Estimates place women’s involvement in coffee production at as high as 70% of all the labor, making women an integral part of the coffee industry. However, women face high levels of gender discrimination within the industry in terms of access to “land, credit and information”, resulting in lower incomes and crop yields when compared to men. The Cafe Femenino Foundation looks to change this.
Cafe Femenino Foundation
Noticing the inequity, Garth and Gay Smith founded the Cafe Femenino Foundation in 2004 to empower women working in the coffee industry. The nonprofit organization provides grants to women’s coffee collectives in nine countries: Bolivia, Brazil, Colombia, the Dominican Republic, Guatemala, Mexico, Nicaragua, Rwanda and Sumatra. The grants can be used for a vast range of initiatives including food security, income diversification and health, to empower women socially, politically and economically.
Food Security Initiatives
Cafe Femenino Foundation provides grants to combat food insecurity in multiple countries’ coffee-growing regions, which also helps women earn extra income. In Peru, training sessions teach women how to preserve fruits to prevent spoiling and extend the period during which they can be eaten. Preserved fruit can also be sold at markets when the supply of fresh fruit is diminished, allowing the women to sell for higher prices. Women who participated in the training sessions went home with 10 cans of each fruit they preserved, which is credited with helping lower rates of child malnutrition in the regions.
Similarly, in the Dominican Republic, Cafe Femenino Foundation grants supported women’s coffee collectives to start growing passionfruit and breed both cows and goats. Passionfruit is used in many foods and drinks, making it popular among the women themselves and at the markets. Since 2009, more than 200 women and their family members have benefitted from access to passionfruit. The goat and cow breeding initiatives provide women with milk and meat to feed their families and to sell for additional income. As of 2013, almost 30 women participated in the animal breeding programs.
Health Initiatives
In Colombia, grants have been given by Cafe Femenino Foundation to the COSURCA coffee cooperative to improve women’s health through kitchen remodeling. Since kitchens are traditionally women’s spaces, they are often not remodeled and are constructed of poor materials with dirt floors. The kitchens of 18 women have been remodeled as of 2013 to include outdoor ventilation that prevents smoke inhalation and running water to improve cleanliness and hygiene.

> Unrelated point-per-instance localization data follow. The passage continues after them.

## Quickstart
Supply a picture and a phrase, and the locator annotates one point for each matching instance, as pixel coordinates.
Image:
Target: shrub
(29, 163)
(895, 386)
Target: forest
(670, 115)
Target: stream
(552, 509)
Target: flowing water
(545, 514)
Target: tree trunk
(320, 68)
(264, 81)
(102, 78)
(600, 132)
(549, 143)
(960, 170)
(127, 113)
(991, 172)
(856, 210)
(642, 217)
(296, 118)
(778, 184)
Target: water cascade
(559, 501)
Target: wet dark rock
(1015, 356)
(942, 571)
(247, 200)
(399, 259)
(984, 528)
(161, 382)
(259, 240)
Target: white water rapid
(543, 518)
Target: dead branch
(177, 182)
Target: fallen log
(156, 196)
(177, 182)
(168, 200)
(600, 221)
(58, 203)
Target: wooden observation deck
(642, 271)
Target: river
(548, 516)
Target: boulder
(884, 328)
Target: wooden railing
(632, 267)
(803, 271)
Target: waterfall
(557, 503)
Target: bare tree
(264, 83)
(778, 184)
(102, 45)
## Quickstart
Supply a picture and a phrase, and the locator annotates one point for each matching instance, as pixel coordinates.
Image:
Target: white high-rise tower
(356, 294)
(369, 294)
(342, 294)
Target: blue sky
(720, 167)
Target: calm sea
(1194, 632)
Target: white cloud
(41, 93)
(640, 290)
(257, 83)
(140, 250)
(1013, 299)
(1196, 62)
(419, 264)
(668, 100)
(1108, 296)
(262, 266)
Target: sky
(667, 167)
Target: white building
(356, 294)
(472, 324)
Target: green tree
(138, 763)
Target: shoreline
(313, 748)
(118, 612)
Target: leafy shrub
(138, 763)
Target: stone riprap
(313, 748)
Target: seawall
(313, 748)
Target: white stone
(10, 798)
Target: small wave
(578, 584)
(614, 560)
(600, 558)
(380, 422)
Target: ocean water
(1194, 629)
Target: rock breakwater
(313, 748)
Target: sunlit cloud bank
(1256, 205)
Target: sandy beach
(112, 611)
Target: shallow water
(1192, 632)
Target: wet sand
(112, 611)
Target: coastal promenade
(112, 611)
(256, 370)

Cafe Femenino Foundation has provided similar grants in Peru to improve health conditions by improving stoves. The new stoves decrease smoke inhalation and respiratory illnesses that occur as a result.
Women’s Empowerment Initiatives
Also in Peru, Cafe Femenino Foundation grants have supported the building of community safe spaces, called Casa Cafe Femenino, for women in multiple coffee-growing communities. These spaces provide women with opportunities to meet and talk in places that are not “borrowed from the men”, promoting women’s independence and agency. Casa Cafe Femeninos are also able to act as temporary shelters for women facing domestic violence. As of 2013, these spaces benefitted more than 800 women from two coffee collectives.
Cafe Femenino Foundation also supports the education of women. In Peru, the nonprofit helped five women complete training to be promoted to the role of internal coffee inspector, giving these women more power within the coffee industry. In the early years of the nonprofit, a grant provided scholarships for 600 girls, all of who were the daughters of coffee producers, to attend school.
Equality in the Coffee Industry
The coffee industry is made up largely of women yet these women face gender discrimination and inequality. Cafe Femenino Foundation strives to eliminate the gender gap in coffee production by providing grants to women’s coffee collectives in a range of areas, including food security, health and women’s empowerment based on the needs of the women. The projects, while benefitting the women, also help to teach leadership and problem-solving skills through a democratic process of distribution, furthering women’s empowerment.